Quali sono i vantaggi della UNI-PdR 107:2021

La Prassi si è rilevata uno strumento estremamente efficace nel prevenire possibili eventi di danno come dimostra un’analisi condotta da Pool Ambiente su più di 1000 eventi di contaminazioni causati da aziende. La ricerca sull’efficacia della norma è stata presentata alla Camera durante la Conferenza stampa di presentazione della norma e della certificazione Ambiente Protetto: si tratta di casi molto diversi tra loro e con conseguenze spesso molto gravi per corpi idrici, terreno, specie, habitat e qualità della vita delle persone che vivono in tali aree.

In base alla ricerca: in più del 73% dei casi l’evento di danno all’ambiente non si sarebbe mai verificato se l’azienda avesse avuto la certificazione UNI Ambiente Protetto. Per le casse del Pool questo si traduce in più di 100 milioni di euro che si sarebbero potuti risparmiare a fronte di 140 spesi per ripristino e bonifiche.

UNI-PdR 107:2021: i vantaggi per le bonifiche ambientali previste dal PNRR

Le bonifiche di siti contaminati sono state oggetto di finanziamento attraverso il PNRR che ha stanziato 500 milioni per il ripristino di più di 260 siti industriali, fondi che in buona parte si sarebbero potuti risparmiare con una maggiore diffusione di buone pratiche di gestione e prevenzione, come quelle introdotte dalla nuova prassi.

Secondo l’On. Gadda:

”Quando si parla di danni all’ambiente, il prezzo pagato dalla collettività in termini di costi di bonifica, impatto sulla salute e occupazione, è spesso altissimo. È fondamentale fare leva sulla crescente sensibilità di imprese e cittadini nei confronti della sostenibilità, guidando la transizione verso un modello attento alle politiche di prevenzione.
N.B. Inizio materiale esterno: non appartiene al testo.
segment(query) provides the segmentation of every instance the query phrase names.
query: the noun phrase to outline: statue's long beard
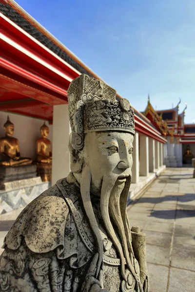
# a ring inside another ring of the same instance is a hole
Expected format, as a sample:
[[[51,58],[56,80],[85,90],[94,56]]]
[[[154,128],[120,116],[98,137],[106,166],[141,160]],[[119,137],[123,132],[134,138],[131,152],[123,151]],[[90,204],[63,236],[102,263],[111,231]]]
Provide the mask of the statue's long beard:
[[[126,280],[125,260],[127,267],[135,278],[137,278],[133,265],[133,252],[126,213],[131,177],[127,178],[125,183],[120,184],[117,182],[118,176],[117,177],[116,179],[116,175],[110,174],[108,175],[107,174],[106,177],[103,179],[100,210],[110,237],[120,257],[122,276]],[[114,227],[116,227],[118,237]]]
[[[120,257],[121,275],[126,281],[125,261],[132,274],[137,278],[133,264],[133,252],[126,209],[131,184],[131,177],[127,179],[125,183],[123,183],[122,185],[120,185],[117,182],[118,177],[118,175],[110,173],[107,173],[103,178],[100,208],[108,235]],[[99,273],[103,260],[103,247],[99,229],[91,201],[91,173],[90,167],[88,165],[85,165],[82,171],[80,192],[86,215],[97,240],[99,258],[97,264],[96,275],[99,278]],[[117,235],[114,224],[118,237]]]

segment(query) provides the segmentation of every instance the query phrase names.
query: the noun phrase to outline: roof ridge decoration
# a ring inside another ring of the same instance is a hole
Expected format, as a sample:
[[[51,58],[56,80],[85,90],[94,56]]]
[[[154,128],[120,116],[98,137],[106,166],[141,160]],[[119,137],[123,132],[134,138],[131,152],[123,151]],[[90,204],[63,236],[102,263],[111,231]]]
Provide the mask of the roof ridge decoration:
[[[150,114],[153,121],[158,127],[160,132],[165,136],[168,134],[170,135],[170,130],[167,128],[167,121],[164,121],[162,119],[162,112],[158,114],[155,110],[150,102],[150,95],[148,95],[148,104],[147,107],[143,112],[143,114],[147,117],[148,114]]]
[[[80,73],[100,79],[15,1],[1,0],[0,12]]]
[[[83,135],[89,132],[115,130],[135,134],[134,110],[127,99],[116,101],[116,93],[101,80],[85,74],[72,81],[67,91],[68,110],[78,149],[82,148]]]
L’ambientalismo di superficie non incide realmente sui processi, e non serve al Paese”.

Inquinamento ambientale e disastro ambientale: per approfondire

Il delitto di inquinamento ambientale è regolato con la legge del 22 maggio 2015 n. 68, (Legge sugli Eco-Reati).

  1. A.Quaranta (“Omessa bonifica, inquinamento ambientale e sostenibilità”) su Ambiente&Sicurezza sul Lavoro n.5/2020;
  2. A.Quaranta (“Disciplina sanzionatoria in materia ambientale”) su Ambiente&Sicurezza sul Lavoro n.5/2021.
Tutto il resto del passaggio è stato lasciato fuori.